Monday, 21 April 2014

Living for Jesus (1 Peter 2:24-25)

Jesus suffered for us because he had a goal in mind, and this goal was our sanctification.  Peter very movingly summarises what took place at the cross. There his Saviour willingly carried our sins. Although physically he was nailed to the tree, spiritually he was on a journey carrying our sins to where they could not be found. This he did by paying the penalty that divine justice demanded, and he paid it fully and willingly. He became a servant in order to deliver us from our sins. 

Yet his death did not only deal with the penalty of our sins. In addition, the Saviour died so that we might die to our sinful ways and live righteous lives. The place that was death for Jesus (the cross) becomes the place of life for us. At the cross, we begin the road to heaven, and it may take us through difficulties, such as the trials that Peter’s readers were going through. But our focus is not on what we are passing through. Instead we are focussed on living holy lives, on our sanctification. When earthly things begin to concern us too much, we have to remind ourselves that we are in danger of wandering of the path. These earthly things may be anything that distracts us from becoming Christlike. Jesus died so that we would be like him. 

It was true that an unjust master could have left wounds on his servants through an undeserved beating. But such wounds were not the only ones that the believer had. In addition, he had many more wounds caused by his own sins, and these wounds had marred his soul as well as his body. Any wounds caused by an unjust master would heal eventually. But what about the wounds that sin had caused? There was only one way for them to be healed and that was through the death of Jesus. Today the medical world has made many discoveries regarding healing, but no-one has found another way for healing the defiled souls of sinners. Christians have been healed, and for that they should be grateful, and should remind themselves that their unjust masters could not defile them by bad behaviour. 

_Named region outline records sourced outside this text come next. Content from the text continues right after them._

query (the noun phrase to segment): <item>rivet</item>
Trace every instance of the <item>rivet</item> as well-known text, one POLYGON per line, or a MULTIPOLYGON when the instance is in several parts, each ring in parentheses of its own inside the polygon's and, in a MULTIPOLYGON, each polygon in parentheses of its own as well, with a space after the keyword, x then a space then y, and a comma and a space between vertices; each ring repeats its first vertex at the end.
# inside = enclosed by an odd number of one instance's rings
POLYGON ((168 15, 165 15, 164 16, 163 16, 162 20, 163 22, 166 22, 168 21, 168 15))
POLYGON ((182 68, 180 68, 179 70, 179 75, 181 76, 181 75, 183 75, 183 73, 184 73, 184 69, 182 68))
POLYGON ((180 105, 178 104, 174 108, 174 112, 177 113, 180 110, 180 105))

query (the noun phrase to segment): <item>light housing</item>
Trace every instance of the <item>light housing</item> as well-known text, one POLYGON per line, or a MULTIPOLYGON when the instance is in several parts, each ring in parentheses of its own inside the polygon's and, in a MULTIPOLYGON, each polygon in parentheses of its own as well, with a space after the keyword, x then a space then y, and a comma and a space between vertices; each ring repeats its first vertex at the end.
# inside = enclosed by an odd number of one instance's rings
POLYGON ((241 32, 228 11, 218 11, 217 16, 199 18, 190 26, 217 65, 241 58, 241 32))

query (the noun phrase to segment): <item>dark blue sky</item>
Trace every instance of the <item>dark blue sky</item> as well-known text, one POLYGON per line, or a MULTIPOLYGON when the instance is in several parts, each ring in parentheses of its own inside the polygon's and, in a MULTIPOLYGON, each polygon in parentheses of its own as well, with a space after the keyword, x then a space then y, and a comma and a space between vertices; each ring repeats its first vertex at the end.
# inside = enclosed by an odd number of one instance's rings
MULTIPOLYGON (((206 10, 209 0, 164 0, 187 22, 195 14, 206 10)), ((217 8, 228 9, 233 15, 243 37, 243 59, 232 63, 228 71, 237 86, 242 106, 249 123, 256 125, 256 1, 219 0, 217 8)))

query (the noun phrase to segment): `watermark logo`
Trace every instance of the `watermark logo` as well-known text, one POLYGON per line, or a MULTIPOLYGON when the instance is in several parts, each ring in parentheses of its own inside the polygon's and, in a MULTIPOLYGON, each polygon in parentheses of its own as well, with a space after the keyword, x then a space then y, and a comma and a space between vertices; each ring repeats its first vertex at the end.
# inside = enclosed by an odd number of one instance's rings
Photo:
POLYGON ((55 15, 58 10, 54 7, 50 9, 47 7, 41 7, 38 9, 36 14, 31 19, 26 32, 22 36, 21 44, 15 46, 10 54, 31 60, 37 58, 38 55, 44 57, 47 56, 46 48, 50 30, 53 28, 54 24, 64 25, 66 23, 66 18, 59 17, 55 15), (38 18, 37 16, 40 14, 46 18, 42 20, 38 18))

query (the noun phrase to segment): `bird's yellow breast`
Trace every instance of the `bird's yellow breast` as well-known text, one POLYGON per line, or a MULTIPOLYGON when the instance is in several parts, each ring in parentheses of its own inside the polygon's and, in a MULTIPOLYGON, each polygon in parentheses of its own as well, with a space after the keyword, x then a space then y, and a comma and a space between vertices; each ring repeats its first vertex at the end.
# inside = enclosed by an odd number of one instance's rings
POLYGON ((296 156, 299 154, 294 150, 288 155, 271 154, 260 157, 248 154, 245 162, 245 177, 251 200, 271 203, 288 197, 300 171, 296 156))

We can imagine Peter’s readers wondering why bad masters were allowed to ill-treat them. Was that a sign that Jesus had abandoned them? No, says Peter.  Instead recall who you were. You were wandering sheep without a fold. But now you are part of the flock of Jesus, and he is leading his flock through all the dangers of this life. And he will take them safely to the heavenly fold. Nothing that an unjust master could do would separate them from the love of Jesus. The idea of both Shepherd and Overseer is that of guarding what has been put into their care.